表1に分析結果を示しています。モデル(1)は、MAが1%増加するごとに、鉄道路線網の拡張によって乗車率が1.556%増加することを示しています。さらに、モデル(2)、(3)、(4)は、鉄道が開通していない地域と比較して、半径500m以内で70.2%、1km以内で58.9%、2km以内で41.5%の増加という、新駅への近接性が乗車率を大幅に押し上げることを示しています。これらの調査結果から、鉄道の拡張が乗客の増加を促し、大気汚染を緩和する役割を果たすことが示唆されます。また、モデル(2)~(4)から、新駅からの距離が長くなるにつれて利用者数の増加が徐々に減少していることが分かるため、住民が駅から遠くなるほど鉄道利用が自然に減少することが示唆されます。補間された乗車率データを使ってさらに分析を進めると、これらを上回る結果が得られ、より包括的なデータセットによる継続的な研究の必要性が浮き彫りになりました。

―費用便益分析―

本研究では、得られた回帰係数を用いて、2つの主要な便益に焦点を当てて費用便益分析を行いました。まず、大気汚染改善による健康上の便益についてです。SPMやNO2のような大気汚染物質への曝露と、心肺疾患リスクの増加との相関は多くの文献で立証されています。鉄道路線網の拡張によるSPMとNO2の減少に帰せられる死亡率と罹患率の削減を定量化するために、本研究では統計的生命の価値(VSL)の手法を用いました。この手法によって、これらの健康面の改善に金銭的な価値を割り当て、死亡リスクの削減に対する社会的な支払意思額を反映させました。

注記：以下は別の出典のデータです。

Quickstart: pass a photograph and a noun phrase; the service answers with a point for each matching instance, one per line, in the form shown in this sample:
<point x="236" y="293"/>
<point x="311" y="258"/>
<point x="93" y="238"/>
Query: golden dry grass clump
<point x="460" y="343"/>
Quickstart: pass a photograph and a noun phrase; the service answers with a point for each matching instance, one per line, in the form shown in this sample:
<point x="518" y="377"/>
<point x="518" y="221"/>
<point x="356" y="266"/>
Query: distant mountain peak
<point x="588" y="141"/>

また、本研究では、路線網拡張による渋滞緩和の利益を定量化しました。2015年から2017年にかけて約247,000人の回答者から収集した日本における独自の調査データを分析し、Li et al.(2019)を中心とした文献を参考に、東京都における交通渋滞による遅延を平均約25分としました。さらに、Yang et al.(2018)を参考に、新しい鉄道路線の導入に伴い通勤遅延が15%短縮するという条件のもとで、25年間にわたるMAの向上により、交通渋滞による遅延時の移動時間が平均7.36%短縮されたことが分かりました。この時間節約の金銭的価値を定量化するために、遅延時間短縮に金銭的価値を割り当てるVOT(Value of Time)という手法を用いました。

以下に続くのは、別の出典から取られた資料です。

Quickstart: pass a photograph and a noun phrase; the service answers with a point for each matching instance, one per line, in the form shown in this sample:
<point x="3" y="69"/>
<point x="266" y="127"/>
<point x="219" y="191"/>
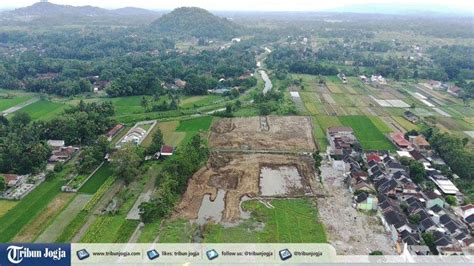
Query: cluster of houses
<point x="18" y="186"/>
<point x="60" y="152"/>
<point x="382" y="185"/>
<point x="440" y="86"/>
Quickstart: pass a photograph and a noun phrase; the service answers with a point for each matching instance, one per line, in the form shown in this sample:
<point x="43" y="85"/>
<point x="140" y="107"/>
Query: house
<point x="56" y="144"/>
<point x="434" y="84"/>
<point x="114" y="131"/>
<point x="444" y="184"/>
<point x="411" y="117"/>
<point x="11" y="180"/>
<point x="372" y="157"/>
<point x="62" y="154"/>
<point x="399" y="140"/>
<point x="340" y="139"/>
<point x="419" y="250"/>
<point x="180" y="83"/>
<point x="433" y="199"/>
<point x="441" y="239"/>
<point x="449" y="251"/>
<point x="454" y="90"/>
<point x="135" y="136"/>
<point x="378" y="79"/>
<point x="420" y="143"/>
<point x="166" y="150"/>
<point x="468" y="214"/>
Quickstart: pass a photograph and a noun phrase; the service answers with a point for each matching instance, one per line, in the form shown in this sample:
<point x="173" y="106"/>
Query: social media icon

表2は、東京都の路線網拡張から得られる健康面及び渋滞面の便益を示しており、分かりやすくするため東京23区と23区以外で区分しています。この表から、健康面の便益は6,197万5,000ドルから1億3,570万9,000ドル、混雑面の便益は7,816万9,000ドルであると推測され、これらの便益はそれぞれ総建設費の0.898~1.968%、1.128%に相当します。項目(a)と(d)の健康面での便益が異なるのは、異なるサンプルから得られた回帰係数の差から生じています。この結果において、これらの便益のかなりの部分が、人口密度が高く鉄道網が発達している東京23区に集中していることが分かります。ここから、鉄道インフラが、特に人口密度の高い都心部において公衆衛生を改善し、運輸効率を高める上で極めて重要な役割を果たしていることが明らかになりました。

―結論―

今回の研究では、過去25年間にわたる東京の鉄道路線網拡張に伴う大気汚染への効果について、直接的な影響とより広範な影響ともに調査を行いました。この調査の結果、25年間の鉄道路線網の拡張により、東京と全体でSPMとNO2の濃度がそれぞれ8%と1.5%減少し、これらの直接的な汚染度を考慮すると最大で21%と1%減少したことが分かりました。この結果は、鉄道開通の直接的な影響に焦点を当てたLi et al.(2019年)の先行研究で確認された2~4%の減少を上回るものでした。

また、健康面の便益は6,197万5,000ドルから1億3,570万9,000ドル、混雑面の便益は7,816万9,000ドルであることが推測され、これらはGendron-Carrie et al. (2022)の先行研究の推測値の範囲内でしたが、Li et al.(2019年)が示唆した10億~31億ドルには及びませんでした。しかし、本研究での分析では労働生産性やほかの汚染物質の削減などの便益を網羅できていません。それでも、鉄道の利用者数の増加と大気質の改善との関係が、今後の新路線開発にも利益をもたらすと予測でき、本研究はその重要性を強調しています。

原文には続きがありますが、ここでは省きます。